HIPAA-EHR compliance tips for remote workers
More employees are processing confidential information from their homes. To avoid HIPAA-compliant violations, remote workers should adhere to these best practices:
- Work in a private, secure place. Don’t work on HIPAA-sensitive projects in public. People could snoop over your shoulders and read the data. Even worse, malicious actors use wireless devices and powerful antennas to pick up unsecured wireless networks. They could hack into the confidential electronic data in your care and gain unrestricted access to private medical information.
- Use a VPN. Use a virtual private network (VPN), particularly if you work in a public place such as a hospital or airport. VPNs encrypt your public data, scrambling it from snooping individuals.
- Keep patient data off the calendar. Take care not to misuse patient data when using a digital calendar or drafting digital notes. A Google task reminder to process Jane Doe’s July appointment could land you in hot water.
- Take precautions when faxing. To protect private data, use a cover sheet when faxing patient information.

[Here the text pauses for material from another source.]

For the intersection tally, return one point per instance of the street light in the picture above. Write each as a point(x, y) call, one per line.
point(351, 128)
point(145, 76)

- Ensure a secure internet connection. To ensure a secure internet connection, you need the WPA3 encryption protocol with its Wi-Fi Enhanced Open Mode option for increased security on unsecured networks.
- Create strong passwords. Use strong passwords a crook can’t crack. Experts recommend using passwords with upper- and lower-case numbers, symbols and letters. Create different passwords for personal and business devices; if you write them down, keep them in a safe place, like your wallet.
- Use up-to-date antivirus software. Keep your antivirus and anti-malware software up to date. Some of the best antivirus software includes Kaspersky, Bitdefender, Avast, Norton and ESET.
- Use a firewall. Install firewalls on computers, devices and routers to protect your ePHI. You may also want to use software scanners, like Vistumbler or Airodump-ng, to search the airwaves of your home for foreign Wi-Fi signals that could pick up this ePHI.
- Think before you click. Foil phishing attempts by not clicking on suspicious email links. Double-check seemingly familiar email addresses for subtle irregularities. Steer clear of suspicious ads, websites, links and messages. Any promotion that sounds too good to be true probably is.
- Change or conceal your SSID (service set identifier). Your Wi-Fi network SSID is listed among other local networks on your wireless-enabled device. Either change its name to mislead would-be hackers or remove your SSID from the network list. At the very least, disable the SSID in public settings when anyone with wireless technology can pick up your signals.